Heart size is positively correlated with body weight. In the present study, we noted that the group treated with fenofibrate for 4 weeks lost a significant amount of body weight. We were concerned about whether fenofibrate suppressed heart size by reducing body weight. Therefore, we carefully analyzed heart M-mode echocardiograms, and we found that fenofibrate significantly reversed DOX-impaired fractional shortening (FS) %, and L-NAME abolished this effect as well as changes in heart size despite for the mice exhibiting similar decreases in body weight. Previous reports showed that alterations in myocardial energy metabolism induced by the anti-cancer drug doxorubicin. It is primarily associated with the increased production of reactive oxygen species (ROS), apoptosis of cardiac cells, mitochondrial damage, and impairment of cardiac energy metabolism45. In addition, it has been reported that fenofibrate reduced body weight by reducing serum triglyceride levels46,47. Therefore, we suggest that the energy production (especially in mitochondrial) of mice may be impaired after DOX administration. When Fenofibrate is administered after DOX administration, the energy production may be insufficient and the result of a significant weight loss will be observed. As this finding was reported with the long-term treatment of mice with fenofibrate, it was possibly related to the reduced body weight and improved heart function caused by treatment with fenofibrate and not due to the reduction in body weight. Taking all of the above findings together, we suggest that fenofibrate attenuated DOX-induced cardiotoxicity and concomitantly reduced body weight.
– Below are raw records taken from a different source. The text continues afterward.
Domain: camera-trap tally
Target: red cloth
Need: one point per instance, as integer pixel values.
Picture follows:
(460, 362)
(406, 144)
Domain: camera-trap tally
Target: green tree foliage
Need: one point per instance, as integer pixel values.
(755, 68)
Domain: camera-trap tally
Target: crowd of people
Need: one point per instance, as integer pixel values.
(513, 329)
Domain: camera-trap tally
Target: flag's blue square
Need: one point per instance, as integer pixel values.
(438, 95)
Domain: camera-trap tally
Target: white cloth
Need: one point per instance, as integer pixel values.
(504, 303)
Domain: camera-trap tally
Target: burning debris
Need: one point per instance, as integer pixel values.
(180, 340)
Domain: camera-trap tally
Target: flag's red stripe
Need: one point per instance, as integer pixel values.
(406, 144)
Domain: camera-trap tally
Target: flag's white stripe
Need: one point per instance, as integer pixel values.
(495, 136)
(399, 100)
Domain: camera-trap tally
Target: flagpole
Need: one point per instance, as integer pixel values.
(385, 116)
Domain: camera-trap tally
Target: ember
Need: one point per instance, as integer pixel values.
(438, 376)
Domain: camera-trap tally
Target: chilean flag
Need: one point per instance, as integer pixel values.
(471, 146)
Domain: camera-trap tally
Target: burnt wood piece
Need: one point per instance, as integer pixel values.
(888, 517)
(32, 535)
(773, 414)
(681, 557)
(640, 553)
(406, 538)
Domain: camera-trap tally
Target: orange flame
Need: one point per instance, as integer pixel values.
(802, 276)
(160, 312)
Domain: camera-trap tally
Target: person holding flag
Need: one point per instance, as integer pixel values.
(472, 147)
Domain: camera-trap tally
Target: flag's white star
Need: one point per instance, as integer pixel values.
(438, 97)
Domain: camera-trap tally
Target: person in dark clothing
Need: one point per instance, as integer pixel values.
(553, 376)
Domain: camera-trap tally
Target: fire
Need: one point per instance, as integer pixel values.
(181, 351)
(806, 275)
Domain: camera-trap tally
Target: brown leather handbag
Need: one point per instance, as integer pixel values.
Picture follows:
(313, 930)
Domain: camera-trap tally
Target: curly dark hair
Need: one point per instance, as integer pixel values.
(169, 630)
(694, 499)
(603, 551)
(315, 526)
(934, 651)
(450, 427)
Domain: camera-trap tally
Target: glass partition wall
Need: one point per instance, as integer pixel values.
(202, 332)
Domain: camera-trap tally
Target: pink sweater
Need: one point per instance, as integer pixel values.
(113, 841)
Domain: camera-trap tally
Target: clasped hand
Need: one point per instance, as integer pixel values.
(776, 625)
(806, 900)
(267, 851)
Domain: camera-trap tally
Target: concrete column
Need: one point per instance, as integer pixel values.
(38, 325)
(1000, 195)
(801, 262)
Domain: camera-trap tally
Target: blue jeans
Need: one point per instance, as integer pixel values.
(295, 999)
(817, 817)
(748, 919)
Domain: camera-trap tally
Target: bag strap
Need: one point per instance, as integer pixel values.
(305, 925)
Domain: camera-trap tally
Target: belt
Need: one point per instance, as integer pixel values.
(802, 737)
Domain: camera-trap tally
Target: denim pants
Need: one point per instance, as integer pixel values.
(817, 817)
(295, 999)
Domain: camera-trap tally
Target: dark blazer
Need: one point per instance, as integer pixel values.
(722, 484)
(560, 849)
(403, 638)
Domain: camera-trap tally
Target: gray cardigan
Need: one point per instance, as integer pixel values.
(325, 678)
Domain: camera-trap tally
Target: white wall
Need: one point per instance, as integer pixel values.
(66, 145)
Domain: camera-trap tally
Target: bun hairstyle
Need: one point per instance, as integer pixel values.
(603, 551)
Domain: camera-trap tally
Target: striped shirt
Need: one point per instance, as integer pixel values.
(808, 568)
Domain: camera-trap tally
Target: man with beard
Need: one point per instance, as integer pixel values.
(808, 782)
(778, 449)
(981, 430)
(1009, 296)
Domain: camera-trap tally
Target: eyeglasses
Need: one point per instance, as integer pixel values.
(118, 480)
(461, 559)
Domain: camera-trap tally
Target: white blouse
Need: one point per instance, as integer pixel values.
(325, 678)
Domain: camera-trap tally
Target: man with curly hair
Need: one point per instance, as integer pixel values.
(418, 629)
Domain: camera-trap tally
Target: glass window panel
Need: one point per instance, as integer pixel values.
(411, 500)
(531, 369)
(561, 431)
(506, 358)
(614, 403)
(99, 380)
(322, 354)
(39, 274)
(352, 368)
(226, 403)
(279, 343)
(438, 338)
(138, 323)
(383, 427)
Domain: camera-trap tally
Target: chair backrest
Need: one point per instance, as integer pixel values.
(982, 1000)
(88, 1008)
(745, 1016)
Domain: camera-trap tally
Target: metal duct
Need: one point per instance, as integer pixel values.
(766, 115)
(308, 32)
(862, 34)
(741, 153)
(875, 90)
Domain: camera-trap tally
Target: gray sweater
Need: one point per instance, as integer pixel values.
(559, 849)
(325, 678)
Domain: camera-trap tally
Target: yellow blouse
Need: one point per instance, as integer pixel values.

There were two limitations to this study. First, we could not rule out the involvement of the AMPK activation pathway in the protective effects of fenofibrate. Although adiponectin levels did not change significantly under fenofibrate treatment, fenofibrate activates eNOS by activating the AMPK pathway48,49. Therefore, a fenofibrate-triggered increase in eNOS-mediated EPC function may be a possible mechanistic explanation for its protective effects in DOX-induced cardiotoxicity. A second limitation of this study was the lack of allogeneic EPCs to serve as control samples. For clinical applications, small molecular drugs are easily available, and we used a pharmacological strategy to activate EPC mobilization under DOX challenge. However, it is difficult to explain the real mechanism through which the activation of EPCs reversed DOX-induced cardiotoxicity. Therefore, the transplantation of EPCs to supplement the decreased EPC numbers in mice following treatment with DOX is a direct strategy to prove this hypothesis.

Conclusion

This study demonstrated the potent relevant efficacy of fenofibrate therapy in mice with DOX-induced cardiotoxicity. Fenofibrate restored the fractional shortening (FS)%, circulating EPCs, and VEGF levels altered following DOX treatment to those observed in control mice. As abnormalities in the heart function of mice with CV disease are highly related to MMPs, TNF-alpha, and pro-BNP, targeting EPC function is a significant therapeutic strategy. Together, these findings offer a new mechanism of action underlying clinically relevant responses to the use of fenofibrate in CV diseases.

Ethics approval and consent to participate

IACUC of Taipei Veterans General Hospital: approval No. 2018-009, and complied with the Guide for the Care and Use of Laboratory Animals.